[Zwrotka 1: Te-Tris] Siadam tu, trzymam nowy krążek Dla niektórych typów to tu nowy problem Nigdy nie chciałem płyty robić modnej Chciałem odkrywać co tu bywa złotym środkiem Nie mam nic ponad kilka tych słodkich chwil Biorę swoje, nigdy O.P.P Mikrofony i kabiny, ten swobodny sznyt Znowu czuję się tak dobrze, kiedy wchodzi bit Tu telefony nie chcą spać Wreszcie ziomy mówią: "Jest oka" Jadę na dół, nim wyjdę z dumą z windy Osiedla wokół już tu zanucą hymny "Nikt inny" - rzuca dupa w windzie Normalnie jej słowa bym wziął za szwindel Więc milczę, ale ucisk w mostku "Wiedziałem, że wrócisz, gościu"

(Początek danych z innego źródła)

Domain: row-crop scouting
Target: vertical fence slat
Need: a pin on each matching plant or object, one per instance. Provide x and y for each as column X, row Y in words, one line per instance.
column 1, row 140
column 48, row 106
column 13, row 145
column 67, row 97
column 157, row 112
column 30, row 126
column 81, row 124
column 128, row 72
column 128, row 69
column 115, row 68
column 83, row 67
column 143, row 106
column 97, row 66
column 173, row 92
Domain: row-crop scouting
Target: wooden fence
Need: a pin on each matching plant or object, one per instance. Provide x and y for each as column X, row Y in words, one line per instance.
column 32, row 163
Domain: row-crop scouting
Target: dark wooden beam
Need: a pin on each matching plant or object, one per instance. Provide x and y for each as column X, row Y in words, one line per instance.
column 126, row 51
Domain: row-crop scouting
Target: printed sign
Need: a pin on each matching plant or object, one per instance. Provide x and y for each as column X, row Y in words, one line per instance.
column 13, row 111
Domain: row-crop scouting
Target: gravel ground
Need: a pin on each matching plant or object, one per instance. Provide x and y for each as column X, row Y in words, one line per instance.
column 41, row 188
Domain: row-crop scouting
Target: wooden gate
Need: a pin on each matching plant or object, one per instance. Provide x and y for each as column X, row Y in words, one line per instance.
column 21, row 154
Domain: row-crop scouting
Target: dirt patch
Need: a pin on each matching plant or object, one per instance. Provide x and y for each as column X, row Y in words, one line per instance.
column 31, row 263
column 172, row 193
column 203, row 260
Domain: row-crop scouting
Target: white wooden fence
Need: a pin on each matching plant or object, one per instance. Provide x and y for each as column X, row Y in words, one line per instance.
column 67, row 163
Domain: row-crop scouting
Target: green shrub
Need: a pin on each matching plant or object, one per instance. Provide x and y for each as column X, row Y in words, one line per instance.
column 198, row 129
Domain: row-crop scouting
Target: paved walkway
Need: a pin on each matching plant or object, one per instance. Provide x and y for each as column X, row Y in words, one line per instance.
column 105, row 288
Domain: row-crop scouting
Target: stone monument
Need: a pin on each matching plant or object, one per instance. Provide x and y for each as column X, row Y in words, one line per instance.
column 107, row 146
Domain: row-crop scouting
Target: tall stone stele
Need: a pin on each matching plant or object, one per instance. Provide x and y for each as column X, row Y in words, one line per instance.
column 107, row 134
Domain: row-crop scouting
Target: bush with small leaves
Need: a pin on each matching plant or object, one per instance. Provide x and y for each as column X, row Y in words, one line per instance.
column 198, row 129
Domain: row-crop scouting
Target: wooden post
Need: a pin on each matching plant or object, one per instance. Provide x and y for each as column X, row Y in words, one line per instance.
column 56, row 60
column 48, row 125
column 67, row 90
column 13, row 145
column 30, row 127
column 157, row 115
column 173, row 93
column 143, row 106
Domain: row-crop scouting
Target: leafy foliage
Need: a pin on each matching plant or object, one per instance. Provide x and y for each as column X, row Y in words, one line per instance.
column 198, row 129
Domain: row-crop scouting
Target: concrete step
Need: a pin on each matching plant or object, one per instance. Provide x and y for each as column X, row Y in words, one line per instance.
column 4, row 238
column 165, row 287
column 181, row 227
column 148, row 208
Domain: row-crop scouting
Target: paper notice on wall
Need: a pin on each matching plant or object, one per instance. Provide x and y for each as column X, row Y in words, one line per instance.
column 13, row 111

[Refren: Sound'n'Grace x2] Wczoraj Cię zapomniał świat Dzisiaj setki spojrzeń Każdy mówi, że Cię zna Chce błyszczeć Twoim blaskiem
[Zwrotka 2: Te-Tris] Po kolacji zasypiam przy swoim klipie Kelnerkę nagrodziłem dobrym tipem Znów ciągle jest weekend, ja mam kilka wspomnień A to rodzi spokój i rozsądek Tyle godzin, oczy na zapałkach Replay, w grę wchodzi tylko prawda Na preampach kurz nie siadł nawet na chwilę To moja płyta i to dla niej tak żyłem Traciłem coś, gra bywa ostra Sinusoida życia jak Steve'a Jobsa Hossa jak hostia podniosła z kolan A może to tylko silna i wolna wola? Wołam matkę, robię radio na full Ona pyta: "To Was grają tu?" Ten numer, a po nim spiker głębokim głosem: "Krążek pokrył się złotem"
[Refren]
[Bridge: Sound'n'Grace] Z tyłu stałeś tyle lat Teraz jesteś pierwszy Wielką siłę w sobie masz Życie pisane wierszem
[Outro: Waldemar Kasta] Wróciłem? Wróciłem? Nie, urodziłem się na nowo, uwierzyłem, uwierzyłem w siebie, nie ma łatwej drogi, jest tylko praca, serce, pasja i krew...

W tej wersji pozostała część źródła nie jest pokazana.